Utah Code Ann. § 78-14-4(1)(a) (emphasis added).

¶ 27 As recognized by the majority opinion, the first paragraph sets forth two time limitations on bringing suit for medical malpractice: a general two-year statute of limitations (running from the time of discovery), and a four-year repose period (running from the time of the alleged negligence). Subsection (a) is merely one of two exceptions to the foregoing. Although the majority found the words “except that” unclear and turned to *1209the “last antecedent” rule of construction for assistance in determining a plausible formulation, such was not necessary under the circumstances.

¶ 28 Relying on the literal wording of the statute, it is clear that paragraph (1) governs, except in situations where subsection (a) is applicable. In other words, a plaintiff who presents a case of malpractice has two years from discovery of the injury or four years after the date of the act to bring the cause of action, whichever comes first — “except that” where the allegation against the health care provider is that a foreign object has been wrongfully left in a patient’s body, the plaintiff has one year after discovery to assert a claim.

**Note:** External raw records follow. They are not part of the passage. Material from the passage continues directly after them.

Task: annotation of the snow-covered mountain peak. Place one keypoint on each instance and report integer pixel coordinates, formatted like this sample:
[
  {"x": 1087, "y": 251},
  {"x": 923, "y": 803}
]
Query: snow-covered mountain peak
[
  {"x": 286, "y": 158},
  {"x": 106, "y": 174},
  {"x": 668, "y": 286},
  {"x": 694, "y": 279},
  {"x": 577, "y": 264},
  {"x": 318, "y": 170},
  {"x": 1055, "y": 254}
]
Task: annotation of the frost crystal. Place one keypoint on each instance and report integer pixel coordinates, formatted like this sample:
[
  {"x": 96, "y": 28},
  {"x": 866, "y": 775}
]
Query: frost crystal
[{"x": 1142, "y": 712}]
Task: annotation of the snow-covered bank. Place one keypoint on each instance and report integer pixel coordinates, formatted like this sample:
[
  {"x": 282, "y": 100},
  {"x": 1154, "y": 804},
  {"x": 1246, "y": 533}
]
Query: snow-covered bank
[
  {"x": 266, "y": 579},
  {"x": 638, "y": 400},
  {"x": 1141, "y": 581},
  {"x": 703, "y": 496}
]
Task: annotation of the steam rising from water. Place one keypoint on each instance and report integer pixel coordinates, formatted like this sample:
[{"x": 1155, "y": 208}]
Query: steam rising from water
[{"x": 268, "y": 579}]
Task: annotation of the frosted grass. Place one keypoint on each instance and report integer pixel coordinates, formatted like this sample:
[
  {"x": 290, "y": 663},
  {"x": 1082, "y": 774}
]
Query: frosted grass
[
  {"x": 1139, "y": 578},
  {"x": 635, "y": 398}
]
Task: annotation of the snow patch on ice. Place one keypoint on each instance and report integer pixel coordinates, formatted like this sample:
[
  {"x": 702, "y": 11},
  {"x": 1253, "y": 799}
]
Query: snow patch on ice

¶ 29 The majority concludes that such a rule rewards physicians who are negligent or conceal their wrongful acts by decreasing the amount of time in which a litigant may file an action. However, this is not necessarily true. Indeed, the plaintiff who suffers an injury under subsection (a) may have less than a two-year time frame to bring his or her claim; however, the same plaintiff who does not and could not through reasonable diligence discover the existence of the foreign object could conceivably have an unlimited time in which to assert his or her cause of action under the literal wording of the statute.

¶ 30 Although subsection (b) is not át issue in this case, since it was considered' in the majority opinion, it will be addressed only to note that the same analysis would apply to it as well. Specifically, in an action where it is alleged that a patient has been prevented from discovering misconduct on the part of the health care provider due to fraudulent concealment, the patient would have one year, possibly extending indefinitely, depending upon the particular circumstances of the case, to file his or her action.

¶ 31 While the majority finds that a literal reading of the statute leads to harsh and unreasonable results, the contrary is in fact true. Granted, there will be those litigants who quickly discover their alleged injury and are required, under the statute, to respond within one year of the discovery. However, for many other plaintiffs, the statute’s exceptions will result in a preservation of their claims well beyond the strict two- and four-year limitations.

¶ 32 Regardless of what result would be achieved, Utah law requires that the statute’s plain language be the first source of inquiry in all eases of statutory interpretation. As noted in the dissent by Justice Stewart in In re Young, 361 Utah Adv. Rep. 26, 976 P.2d 581, 1999 WL 23427 (Jan. 22, 1999), this rule “ ‘prevents judges from “finding” an ambiguity in even the most plain language of a constitutional or statutory provision as an excuse to search the legislative history in an attempt to justify an interpretation they prefer.’ ” Id. at 37, 976 P.2d at 598, 1999 WL 23427 (quoting Salt Lake City v. Ohms, 881 P.2d 844, 850 n. 14 (Utah 1994)). There being no textual ambiguity in this case, this is where the analysis must end. Accordingly, I would affirm.

Having disqualified himself, Chief Justice HOWE does not participate herein; District Judge J. DENNIS FREDERICK sat.